The veterinarian takes in about 200 birds a year, including at least 75 bald eagles.
She knew this wound would be difficult to treat without any remaining skin near the injury to work with. So Ammann began Googling alternative ways to close the wound. She found the Iceland-based company Kerecis, which makes tissue regeneration products from fish skin.

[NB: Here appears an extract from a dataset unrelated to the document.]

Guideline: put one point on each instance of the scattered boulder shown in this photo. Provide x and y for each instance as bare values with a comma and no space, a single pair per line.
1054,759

“She (Ammann) was looking for a solution that would help her save the bird’s life,” said Marta Hines, Kerecis’ veterinary business development manager. “We had never applied fish skin to an eagle.”

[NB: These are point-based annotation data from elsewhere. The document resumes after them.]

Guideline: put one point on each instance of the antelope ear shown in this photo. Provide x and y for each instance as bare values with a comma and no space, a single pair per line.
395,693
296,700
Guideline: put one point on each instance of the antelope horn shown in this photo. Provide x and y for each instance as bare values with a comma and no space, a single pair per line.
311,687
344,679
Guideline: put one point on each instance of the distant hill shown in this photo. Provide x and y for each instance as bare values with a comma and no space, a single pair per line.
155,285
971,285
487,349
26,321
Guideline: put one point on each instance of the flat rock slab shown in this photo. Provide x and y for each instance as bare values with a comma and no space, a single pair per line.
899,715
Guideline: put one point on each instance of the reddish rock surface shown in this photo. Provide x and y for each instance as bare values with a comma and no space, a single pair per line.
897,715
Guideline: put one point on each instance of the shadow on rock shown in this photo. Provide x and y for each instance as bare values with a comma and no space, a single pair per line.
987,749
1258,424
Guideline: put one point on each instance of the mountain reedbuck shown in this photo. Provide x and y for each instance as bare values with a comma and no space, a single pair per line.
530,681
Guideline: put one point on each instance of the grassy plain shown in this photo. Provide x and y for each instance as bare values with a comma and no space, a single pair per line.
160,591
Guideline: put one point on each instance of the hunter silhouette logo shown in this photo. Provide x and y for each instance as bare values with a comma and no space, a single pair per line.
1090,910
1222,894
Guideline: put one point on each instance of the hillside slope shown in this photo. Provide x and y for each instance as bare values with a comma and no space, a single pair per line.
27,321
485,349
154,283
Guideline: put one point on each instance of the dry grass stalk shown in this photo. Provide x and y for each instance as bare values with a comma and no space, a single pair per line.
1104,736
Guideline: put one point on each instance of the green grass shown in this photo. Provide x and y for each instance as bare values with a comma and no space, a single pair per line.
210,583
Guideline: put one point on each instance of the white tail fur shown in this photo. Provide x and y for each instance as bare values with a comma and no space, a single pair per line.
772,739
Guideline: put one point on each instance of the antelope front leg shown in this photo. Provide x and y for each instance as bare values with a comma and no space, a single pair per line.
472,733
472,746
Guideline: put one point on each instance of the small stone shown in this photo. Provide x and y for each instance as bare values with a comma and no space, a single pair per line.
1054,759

Typically, the company’s products are used on humans. But after receiving requests from doctors to use the technology on animals, Hines said, they created a veterinary version.
After hearing the eagle’s story, the company provided its product to Ammann’s center for free. Ammann named the eagle “Kere,” a nod to the company’s name.
Kerecis products are made from North Atlantic cod skin, selected for its compatibility with human skin and because it has no known risk of viral transmission, Hines said. The production is also sustainable, she added.
“We are able to work with something that would have been discarded and wasted,” Hines said. “And put it to work and to help save lives, close wounds.”

Ammann rehydrated and sutured Kerecis’ veterinary-friendly fish skin patch onto Kere, a fish-eating bird. The product looks almost like a fishnet stocking, she said, and creates a structure for tissue to regenerate around.
“It brings all the nutrients and structure in for her own skin cells to then creep in,” Ammann said.
After 10 months of wound treatments and, later, rehabilitation in the center’s open air eagle flyway, Kere was ready to be released, Ammann said.
On June 22, Kere took flight on a soccer field at a school near the center.

“She came right over my head,” Ammann said. “It was (a) mixed blessing for me. I was very fond of her. She was so tolerant of everything that we had done.”
Dozens of supporters looked on.
“There were some tears. There was some laughing and high fives,” she added.
Ammann said she’s continued to use the fish skin treatment for small injuries on other birds.